A young man named Steve Hinton was flying it and winning a lot of the races- and in 1979 set the speed record for a recip aircraft at 499.018 MPH- bad weather limited the runs and performance. With better weather they believed the plane could hit 530.
At Reno that year, Steve was flying in an unlimited race when something went wrong- basically the shaft that drove the supercharger and the oil pump failed....the oil pressure controlled the prop pitch- this resulted in the props going to FLAT pitch (Like having a barn door on the front of the aircraft!)

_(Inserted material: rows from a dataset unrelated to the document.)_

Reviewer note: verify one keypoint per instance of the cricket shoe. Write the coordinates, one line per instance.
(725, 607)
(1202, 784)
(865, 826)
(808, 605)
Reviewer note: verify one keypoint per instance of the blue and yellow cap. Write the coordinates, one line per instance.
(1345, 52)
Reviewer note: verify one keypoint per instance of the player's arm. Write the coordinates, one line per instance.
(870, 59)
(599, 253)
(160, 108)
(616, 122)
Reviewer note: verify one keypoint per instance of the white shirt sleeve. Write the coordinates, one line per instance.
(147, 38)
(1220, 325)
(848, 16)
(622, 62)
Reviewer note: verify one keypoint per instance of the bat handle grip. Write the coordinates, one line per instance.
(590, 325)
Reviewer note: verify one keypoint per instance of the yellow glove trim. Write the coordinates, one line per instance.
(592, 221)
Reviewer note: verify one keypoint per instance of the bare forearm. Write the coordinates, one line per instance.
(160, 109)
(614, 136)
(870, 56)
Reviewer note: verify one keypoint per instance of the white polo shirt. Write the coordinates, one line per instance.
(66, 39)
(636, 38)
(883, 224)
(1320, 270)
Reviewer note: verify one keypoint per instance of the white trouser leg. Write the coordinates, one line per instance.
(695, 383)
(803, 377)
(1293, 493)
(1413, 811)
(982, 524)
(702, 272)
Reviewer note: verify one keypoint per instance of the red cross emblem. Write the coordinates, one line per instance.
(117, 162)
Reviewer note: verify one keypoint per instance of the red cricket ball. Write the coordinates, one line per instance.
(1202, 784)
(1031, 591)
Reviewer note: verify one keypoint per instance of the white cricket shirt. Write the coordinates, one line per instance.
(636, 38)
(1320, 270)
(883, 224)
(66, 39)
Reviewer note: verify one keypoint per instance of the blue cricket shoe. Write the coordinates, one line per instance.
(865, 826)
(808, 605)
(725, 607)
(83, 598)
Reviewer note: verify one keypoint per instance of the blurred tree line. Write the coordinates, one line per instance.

Steve was trying to make an emergency runway, but RB-51 was being slowed and fell from the sky- his last words were 'Tell Karen I love her!" (His fiancée in the pits) The plane dropped below the end of the runway- Huge ball of fire and smoke....
His crew jumped in an old wagon (Parts chaser) and raced down the runway, clearing the 6-foot fence below the edge of the runway by driving off the end at high speed (Car was wrecked). They found he had survived!
The plane had hit a big boulder and the wings (Fuel tanks) had separated...The engine had pulled the fuselage clear of the fire- by the time it came to rest, the fuselage had disintegrated...The only aircraft part identifiable was the vert fin. Steve had several broken bones, but recovered. The fuselage on P-51s is well known to come apart in crashes, so the year before the crash they had strengthened the cockpit.
Painting I did in 1978 of the RB-51;
Several years later, he was back at Reno, flying a Super Corsair (With the Corncob/R-4360 engine)...He Won the trophy in 1985.
By the way, Steve married Karen, and had a son who, in 2009, became the youngest to win the Reno Championship (at 22)
[This message has been edited by cvxjet (edited 11-26-2022).]